3. Furthermore, on 2 May 2019, the Committee of Ministers endorsed the Principles on the protection and promotion of the Ombudsman institution (“the Venice Principles”), drafted by the Venice Commission in co-operation with major international institutions active in this field, including the Council of Europe Commissioner for Human Rights and the CDDH, the United Nations Office of the High Commissioner for Human Rights and the International Ombudsman Institute. The Committee welcomes the fact that the Parliamentary Assembly and the Congress of Local and Regional Authorities of the Council of Europe also support these Principles.
4. The Committee of Ministers takes note of the fact that the Venice Commission intends to encourage the Ombudsman institutions of the member States, also through the assistance of the different world and regional associations of Ombudsman Institutions with which the Commission maintains active co-operation, to seek the Commission’s opinion on any law or constitutional and/or legislative amendments affecting them.Note It notes that the Commission will assess these constitutional and legislative texts against the background of the Venice Principles and of the relevant recommendations of the Committee of Ministers, notably Recommendation CM/Rec(2019)6 mentioned above.
5. The Committee of Ministers also recalls that it held an informal exchange of views on 5 September 2019 at the initiative of the French Presidency, on the contribution of national human rights institutions and ombudspersons to human rights and the rule of law.
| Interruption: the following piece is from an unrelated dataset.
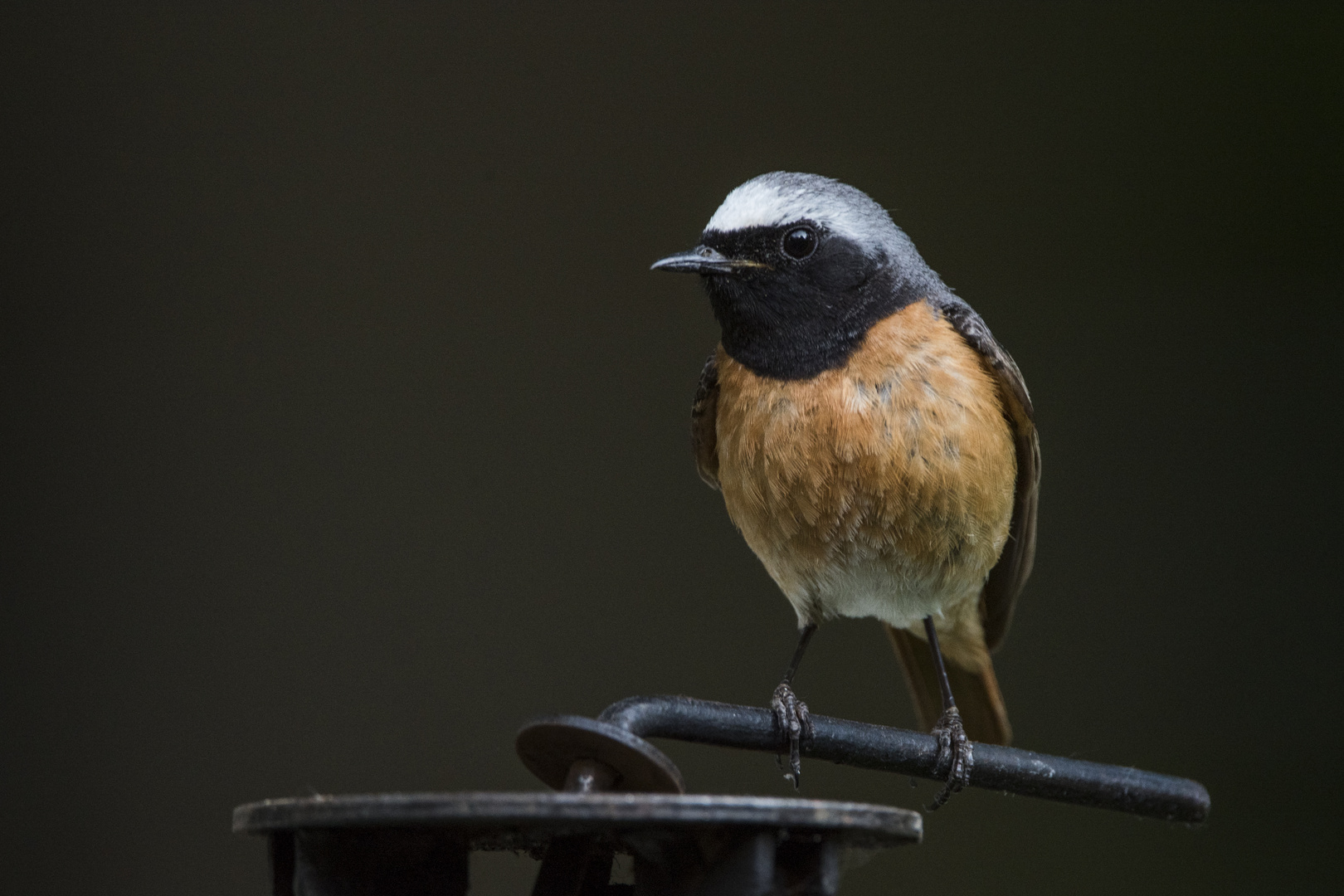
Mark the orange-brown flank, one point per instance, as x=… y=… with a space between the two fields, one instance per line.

This meeting provided an opportunity for dialogue with representatives of these institutions on the challenges they face and identifying pointers for future discussion and action geared to closer co-operation with the Council of Europe. The Committee of Ministers is prepared to hold such exchanges again whenever necessary.
6. Lastly, the Committee of Ministers underlines that it has instructed the CDDH to revise its Recommendation Rec(97)14 to member States on the establishment of independent national institutions for the promotion and protection of human rights. Such revision will be carried out during the 2020-2021 biennium.